Court of Appeals Affirms Judgment for Plaintiffs in Products-Liability Action
On January 31, 2013, the District of Columbia Court of Appeals decided Wilson Sporting Goods Co. v. Hickox, No. 11-CV-445, slip op. (D.C. Jan. 31, 2013) in which it affirmed a judgment for the plaintiffs in a products liability action. Id. at 1-2. By way of background, the action arose from personal injuries suffered by a baseball umpire, allegedly as a result of using a defective umpire’s mask. Id. The umpire and his wife (collectively, the “plaintiffs”) sued the manufacturer of the mask (the “defendant-manufacturer”), alleging products-liability claims. Id. Following a favorable jury verdict on all claims, judgment was entered for the plaintiffs. Id. The defendant-manufacturer appealed. Id.
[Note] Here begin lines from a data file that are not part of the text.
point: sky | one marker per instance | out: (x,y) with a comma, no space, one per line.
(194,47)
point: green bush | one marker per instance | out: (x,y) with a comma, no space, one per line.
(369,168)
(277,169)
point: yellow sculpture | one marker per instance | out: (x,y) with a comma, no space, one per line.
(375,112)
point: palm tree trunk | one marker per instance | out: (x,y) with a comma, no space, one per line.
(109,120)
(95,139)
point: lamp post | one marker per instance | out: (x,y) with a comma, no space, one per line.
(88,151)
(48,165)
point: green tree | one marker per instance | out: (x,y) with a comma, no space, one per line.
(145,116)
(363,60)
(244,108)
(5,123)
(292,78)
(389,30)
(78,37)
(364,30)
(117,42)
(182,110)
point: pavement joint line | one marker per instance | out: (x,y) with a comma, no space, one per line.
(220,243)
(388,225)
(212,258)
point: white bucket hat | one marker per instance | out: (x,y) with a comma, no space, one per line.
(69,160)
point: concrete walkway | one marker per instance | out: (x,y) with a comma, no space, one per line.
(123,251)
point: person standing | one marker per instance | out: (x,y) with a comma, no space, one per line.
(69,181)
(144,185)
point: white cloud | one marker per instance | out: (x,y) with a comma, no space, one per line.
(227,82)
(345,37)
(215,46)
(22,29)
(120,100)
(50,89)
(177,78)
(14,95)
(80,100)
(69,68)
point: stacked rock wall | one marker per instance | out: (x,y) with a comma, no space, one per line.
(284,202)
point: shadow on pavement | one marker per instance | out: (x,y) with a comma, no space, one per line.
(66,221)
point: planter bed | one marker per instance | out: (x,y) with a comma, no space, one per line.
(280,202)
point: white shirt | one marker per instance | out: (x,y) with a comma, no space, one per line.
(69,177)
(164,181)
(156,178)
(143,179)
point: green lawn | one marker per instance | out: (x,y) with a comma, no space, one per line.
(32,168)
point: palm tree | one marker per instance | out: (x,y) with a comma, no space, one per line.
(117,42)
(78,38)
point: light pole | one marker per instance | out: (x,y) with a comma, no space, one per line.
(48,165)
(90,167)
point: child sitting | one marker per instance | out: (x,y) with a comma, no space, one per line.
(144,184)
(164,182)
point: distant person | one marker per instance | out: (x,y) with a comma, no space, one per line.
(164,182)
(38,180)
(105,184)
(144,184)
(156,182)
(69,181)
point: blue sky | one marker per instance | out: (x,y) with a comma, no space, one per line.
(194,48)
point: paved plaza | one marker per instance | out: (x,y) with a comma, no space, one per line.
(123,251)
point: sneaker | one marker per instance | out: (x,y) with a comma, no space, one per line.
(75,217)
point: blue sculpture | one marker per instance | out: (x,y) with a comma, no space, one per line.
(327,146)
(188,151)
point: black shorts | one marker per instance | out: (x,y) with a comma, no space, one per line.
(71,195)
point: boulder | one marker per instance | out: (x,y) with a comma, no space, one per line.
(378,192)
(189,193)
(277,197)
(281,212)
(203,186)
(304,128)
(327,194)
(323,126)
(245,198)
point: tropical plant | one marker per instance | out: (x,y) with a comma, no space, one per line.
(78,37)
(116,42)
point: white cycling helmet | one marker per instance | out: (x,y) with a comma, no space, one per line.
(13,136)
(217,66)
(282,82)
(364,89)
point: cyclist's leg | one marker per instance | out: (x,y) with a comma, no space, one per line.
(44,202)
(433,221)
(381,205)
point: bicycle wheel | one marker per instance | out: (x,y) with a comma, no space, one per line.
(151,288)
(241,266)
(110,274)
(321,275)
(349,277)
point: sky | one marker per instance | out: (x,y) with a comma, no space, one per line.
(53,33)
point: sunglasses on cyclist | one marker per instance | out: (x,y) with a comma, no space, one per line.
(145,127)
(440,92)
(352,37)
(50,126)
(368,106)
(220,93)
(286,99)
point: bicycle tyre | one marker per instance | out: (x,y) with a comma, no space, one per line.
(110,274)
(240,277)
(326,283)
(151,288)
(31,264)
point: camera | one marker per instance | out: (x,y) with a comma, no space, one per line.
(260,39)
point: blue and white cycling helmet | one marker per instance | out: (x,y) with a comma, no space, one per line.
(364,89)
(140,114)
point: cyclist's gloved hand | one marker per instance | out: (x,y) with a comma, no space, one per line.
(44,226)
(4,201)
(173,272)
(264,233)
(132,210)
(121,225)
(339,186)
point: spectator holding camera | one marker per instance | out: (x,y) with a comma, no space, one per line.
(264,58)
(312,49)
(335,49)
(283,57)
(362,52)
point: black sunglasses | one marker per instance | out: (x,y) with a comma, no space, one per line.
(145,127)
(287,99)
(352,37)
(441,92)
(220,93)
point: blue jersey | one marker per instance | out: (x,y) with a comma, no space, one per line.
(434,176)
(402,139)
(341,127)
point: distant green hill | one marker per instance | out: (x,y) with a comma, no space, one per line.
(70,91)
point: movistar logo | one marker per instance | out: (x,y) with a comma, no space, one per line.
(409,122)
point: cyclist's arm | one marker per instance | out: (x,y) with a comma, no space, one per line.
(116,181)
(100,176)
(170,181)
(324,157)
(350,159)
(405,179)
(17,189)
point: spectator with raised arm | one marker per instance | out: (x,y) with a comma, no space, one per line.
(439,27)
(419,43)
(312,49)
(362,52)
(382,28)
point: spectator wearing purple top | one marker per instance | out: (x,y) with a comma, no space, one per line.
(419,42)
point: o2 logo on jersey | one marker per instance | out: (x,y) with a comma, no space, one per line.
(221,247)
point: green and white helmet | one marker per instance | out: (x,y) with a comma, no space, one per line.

On appeal, the defendant-manufacturer raised three arguments. First, the defendant-manufacturer argued that testimony of the plaintiffs’ products-safety expert should have been excluded because the testimony lacked adequate foundation. Id. at 5-13. It primarily argued that the expert’s testimony should have been excluded because the expert did not conduct his own tests to determine whether the mask was defective and did not adequately explain his reasoning. Id. at 8-12. The Court of Appeals rejected these arguments. Id. It concluded that “there is no requirement that an expert perform tests, particularly where the expert relies on published data generated by another expert in the pertinent field,” as was the case here. Id. at 8. Additionally, although recognizing that the expert “did not fully explain every aspect of his reasoning,” it concluded that the expert’s explanation of his reasoning was sufficient and that any “gaps” in the expert’s explanation of his reasoning “did not require exclusion of [his] testimony but rather were the proper subject of cross-examination and closing argument.” Id. at 12.
Second, the defendant-manufacturer argued that “it was entitled to have the jury instructed on an assumption-of-risk defense.” Id. at 13-14. The Court of Appeals recognized that “[a]n assumption-of-risk instruction is warranted in a design-defect case if the defendant offers evidence that the plaintiff knew about the specific alleged defect and the associated danger.” Id. at 14. It concluded, however, that there was no evidence that the umpire knew about the specific alleged defect and the associated danger and that “showing that [the umpire] knew the general risks of baseball umpiring was inadequate” to justify the instruction. Id.
Third, the defendant-manufacturer argued that “there was insufficient evidence to support judgment against it on any of the products-liability claims.” Id. at 15. In addressing this argument, the Court of Appeals focused on the plaintiff’s design-defect claim. Id. It stated that “[t]here are two tests commonly used to determine whether a product’s design was defective: the consumer-expectation test and the risk-utility test.” Id. The Court of Appeals analyzed the sufficiency of the evidence in accordance with the consumer-expectation test because, although the Court of Appeals has not ruled on whether the consumer-expectation test is applicable in the District of Columbia, the defendant-manufacturer “explicitly assented at trial to jury instructions that required the jury to make findings under a consumer-expectation test.” Id. at 16. “Under that test, a product has a design defect if it fails to perform in the manner reasonably to be expected by the ordinary consumer.” Id. at 17 (internal quotation marks omitted).
Applying the consumer-expectation test, the Court of Appeals found, inter alia, that the evidence was sufficient to support the judgment. Id. at 17-22. It found that “the evidence indicated that the mask at issue was more dangerous than comparable masks sold at the time,” id. at 17, that the jury could infer “the level of safety an ordinary user would expect” from “the existence of safer, commercially available alternatives,” id. at 18, and that statements made by the defendant-manufacturer’s representative to the umpire would have given an ordinary consumer the expectation that the mask would “perform more safely than other models,” id. at 19. It also found that there was adequate evidence of proximate cause. Id. at 21-22.
Accordingly, the Court of Appeals affirmed the trial court’s judgment.